Twitter Intros New Feature to Automatically Block Abusive Behaviour

Chris Fernando September 7, 2021

0 2 minutes read

Written by Amer Owaida, Security Writer at ESET

Twitter has unveiled a new feature called Safety Mode, aimed at curbing abusive behavior by autoblocking any unwanted tweets and other forms of online harassment. Currently, the feature is available to a handful of users. “Unwelcome Tweets and noise can get in the way of conversations on Twitter, so we’re introducing Safety Mode, a new feature that aims to reduce disruptive interactions. Starting today, we’re rolling out this safety feature to a small feedback group on iOS, Android, and Twitter.com, beginning with accounts that have English-language settings enabled,” said Twitter in a blog post introducing the new feature.

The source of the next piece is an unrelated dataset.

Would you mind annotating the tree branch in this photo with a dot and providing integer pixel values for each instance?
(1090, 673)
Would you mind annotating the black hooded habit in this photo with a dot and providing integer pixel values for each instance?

When the Safety Mode feature is enabled it will briefly block accounts for a period of seven days for using abusive languages such as insults or loathsome comments, as well as for sending out repetitive or unsolicited mentions. Once the feature is turned on, Twitter’s systems will analyze the tweet’s content, the relationship between the tweet’s author and replier, and whether there is a probability of negative engagement. The technology also looks at the relationships; if the user regularly interacts with those accounts or follows them, then it won’t autoblock them.

However, if Twitter’s technology evaluates that the tweets do contain any offensive material, their authors will be autoblocked in short order. This means, temporarily, they won’t be able to follow you, see your tweets, or even contact you using direct messages. Users will have the option to review the details of flagged tweets and autoblocked accounts from the Safety Mode menu at any time. Additionally, they’ll also receive a notification summarizing this information before each Safety Mode period ends.

That being said, the social media platform concedes that the system isn’t perfect. “We won’t always get this right and may make mistakes, so Safety Mode autoblocks can be seen and undone at any time in your Settings. We’ll also regularly monitor the accuracy of our Safety Mode systems to make improvements to our detection capabilities,” said Twitter.

The social media giant has worked with various partners from its Trust and Safety Council during the development of the new feature. Its main aim is to better protect users by reducing the frequency of hateful comments. In the meantime, it will keep on observing how the new feature operates and will add improvements along the way before it rolls Safety Mode out to all of its users.

Harassment and other forms of abusive behavior on social media have become a perennial problem, and social media platforms have been working hard to stomp it out for some time now. Earlier this year Instagram also rolled out its own set of features aimed at helping prevent cyberbullying.